Are the basis of kernel space and the basis of image space independent for full rank linear transformation

abstract-algebrafinite-fieldslinear algebralinear-transformationsvector-spaces

Considering $T$ as a linear transformation from $\mathbb{F}^n$ to $\mathbb{F}^m$ of full rank $m\leq n$, we know that $\dim(\operatorname{ker}(T))=n-\dim(\operatorname{im}(T))=n-m$ by the rank–nullity theorem. This means that we can take an $m\times n$ matrix $T_{\text{im}}$ to represent $\operatorname{im}(T)$ and an $n\times (n-m)$ matrix $T_{\text{ker}}$ to represent $\operatorname{ker}(T)$. The question is that, does the row space of $T_{\text{im}}$ always have no intersection with the column space of $T_{\text{ker}}$?

I'm wondering if there is a concrete counterexample for this, particularly when $\mathbb{F}$ is a finite field. Because if the above vector spaces are all finite-dimensional and equipped with an inner product, we can always take $T_{\text{im}}$ and $T_{\text{ker}}$ consisting of orthonormal row vectors and orthonormal column vectors, respectively. In this case, one can easily verify that the row space of $T_{\text{im}}$ is the orthogonal complement of the column space of $T_{\text{ker}}$ in $\mathbb{F}^n$, so the intersection between them would always be empty.

Best Answer

Take the map $$T: \mathbb F^2 \to \mathbb F^2, (x,y) \mapsto (0,x).$$ Then you have equality $\operatorname{ker}(T) = \operatorname{im}(T)$, and so $\dim (\operatorname{ker}(T) + \operatorname{im}(T)) = \dim \operatorname{ker}(T) = 1$.
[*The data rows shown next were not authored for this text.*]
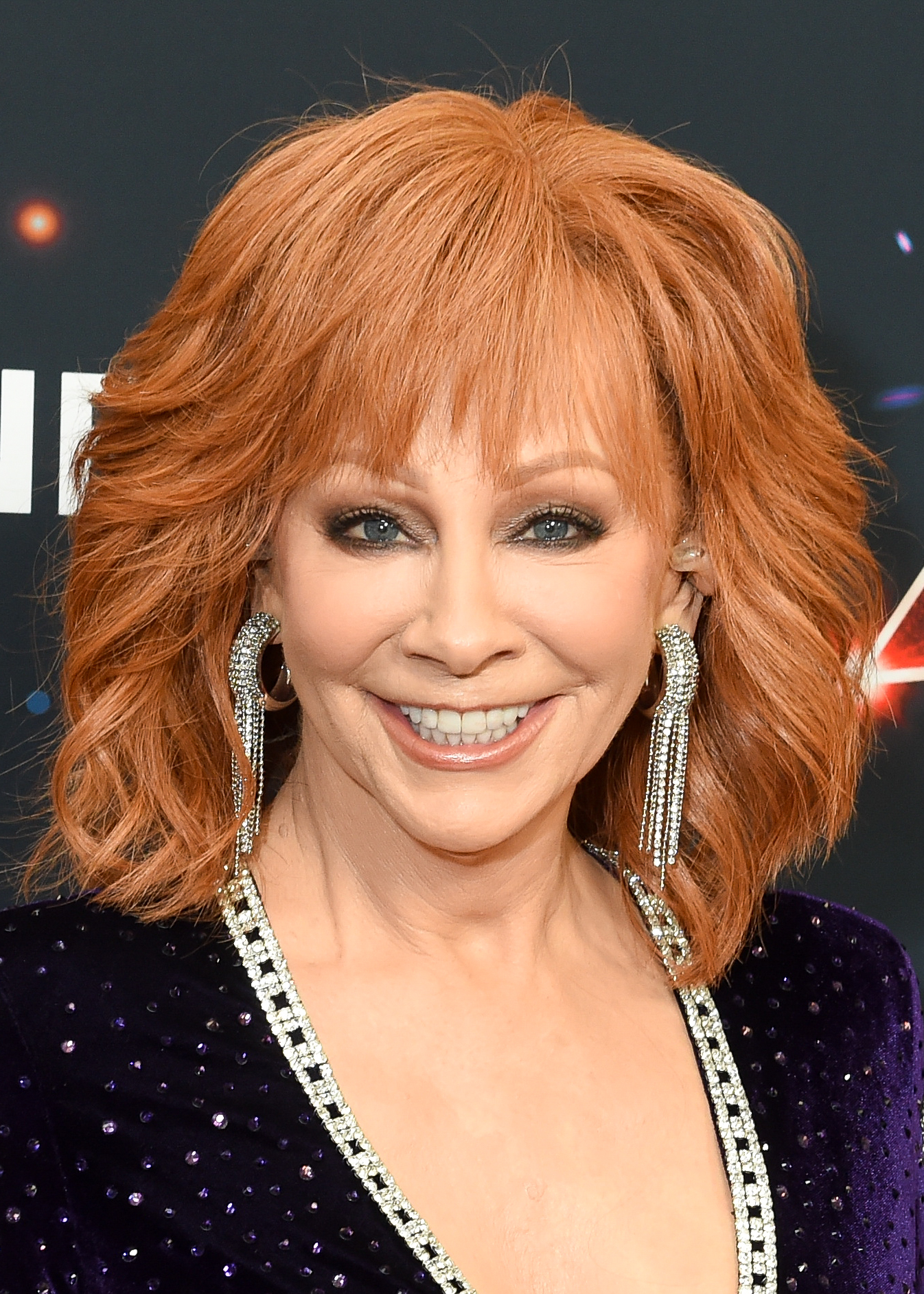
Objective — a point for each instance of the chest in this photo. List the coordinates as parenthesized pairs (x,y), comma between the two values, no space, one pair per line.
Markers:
(554,1139)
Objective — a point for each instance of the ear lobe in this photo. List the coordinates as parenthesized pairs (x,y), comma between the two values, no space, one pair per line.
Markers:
(690,558)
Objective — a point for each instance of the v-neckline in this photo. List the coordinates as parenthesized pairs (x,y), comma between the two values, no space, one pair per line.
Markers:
(279,998)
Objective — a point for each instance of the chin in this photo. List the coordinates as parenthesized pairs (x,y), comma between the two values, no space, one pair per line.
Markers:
(462,835)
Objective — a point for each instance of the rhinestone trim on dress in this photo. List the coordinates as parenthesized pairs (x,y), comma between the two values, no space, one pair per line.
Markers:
(262,956)
(276,991)
(744,1166)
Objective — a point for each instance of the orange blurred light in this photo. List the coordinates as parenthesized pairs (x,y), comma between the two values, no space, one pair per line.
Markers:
(38,223)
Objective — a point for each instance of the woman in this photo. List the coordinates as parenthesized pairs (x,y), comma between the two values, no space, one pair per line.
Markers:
(469,435)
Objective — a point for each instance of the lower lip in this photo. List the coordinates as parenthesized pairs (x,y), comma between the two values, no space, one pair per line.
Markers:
(434,756)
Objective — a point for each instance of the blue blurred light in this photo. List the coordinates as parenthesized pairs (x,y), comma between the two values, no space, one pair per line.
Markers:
(38,703)
(899,397)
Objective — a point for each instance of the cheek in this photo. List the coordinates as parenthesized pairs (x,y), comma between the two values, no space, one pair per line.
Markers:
(598,618)
(337,614)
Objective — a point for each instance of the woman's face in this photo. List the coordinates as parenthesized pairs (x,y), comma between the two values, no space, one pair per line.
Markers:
(463,651)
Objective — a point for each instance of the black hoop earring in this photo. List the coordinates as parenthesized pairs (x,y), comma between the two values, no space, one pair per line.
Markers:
(280,693)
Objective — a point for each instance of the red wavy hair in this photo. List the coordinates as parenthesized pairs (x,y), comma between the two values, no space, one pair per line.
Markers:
(518,257)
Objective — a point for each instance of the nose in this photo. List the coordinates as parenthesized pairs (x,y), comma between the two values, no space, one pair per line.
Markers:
(463,620)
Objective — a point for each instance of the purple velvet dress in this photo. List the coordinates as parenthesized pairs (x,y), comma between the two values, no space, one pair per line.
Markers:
(152,1136)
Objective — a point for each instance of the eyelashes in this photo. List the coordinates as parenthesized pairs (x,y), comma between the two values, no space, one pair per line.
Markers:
(553,526)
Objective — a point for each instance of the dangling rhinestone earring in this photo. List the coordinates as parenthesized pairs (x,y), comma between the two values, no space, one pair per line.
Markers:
(251,700)
(665,787)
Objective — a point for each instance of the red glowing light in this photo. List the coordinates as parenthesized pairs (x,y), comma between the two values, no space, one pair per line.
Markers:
(38,223)
(899,656)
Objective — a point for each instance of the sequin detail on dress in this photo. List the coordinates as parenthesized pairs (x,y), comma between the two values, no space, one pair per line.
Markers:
(748,1181)
(262,956)
(276,991)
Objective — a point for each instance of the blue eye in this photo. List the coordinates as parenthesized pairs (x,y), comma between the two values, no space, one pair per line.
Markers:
(380,529)
(367,529)
(551,529)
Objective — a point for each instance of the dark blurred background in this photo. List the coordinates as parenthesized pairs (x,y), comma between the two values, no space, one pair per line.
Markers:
(121,124)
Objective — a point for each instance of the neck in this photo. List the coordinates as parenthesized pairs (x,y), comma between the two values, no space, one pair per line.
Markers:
(342,875)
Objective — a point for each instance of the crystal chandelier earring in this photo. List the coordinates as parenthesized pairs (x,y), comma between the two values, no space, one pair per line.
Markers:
(660,832)
(251,702)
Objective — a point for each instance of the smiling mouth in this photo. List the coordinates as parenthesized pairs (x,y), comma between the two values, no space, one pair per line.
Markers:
(465,728)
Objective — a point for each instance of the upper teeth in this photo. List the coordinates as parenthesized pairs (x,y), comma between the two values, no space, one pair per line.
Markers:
(465,728)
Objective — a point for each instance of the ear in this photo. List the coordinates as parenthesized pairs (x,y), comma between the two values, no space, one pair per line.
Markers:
(689,581)
(266,594)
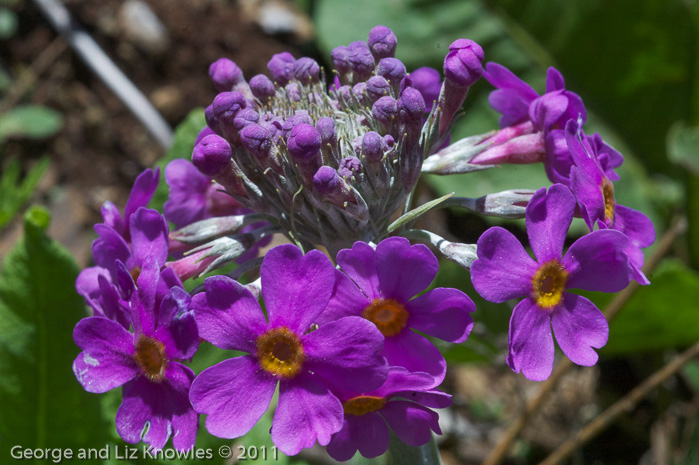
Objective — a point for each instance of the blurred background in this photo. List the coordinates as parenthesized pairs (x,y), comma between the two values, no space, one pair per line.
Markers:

This works for any field $\mathbb F$.

Obviously, if the vector space is finite-dimensional and equipped with an inner product, we can easily argue that $\dim(im(T)+ker(T))=n$ by way of contradiction, so hopefully we can construct a counterexample on finite fields.

Not sure what this has to do with the inner product, but in general this is false, as shown by my example.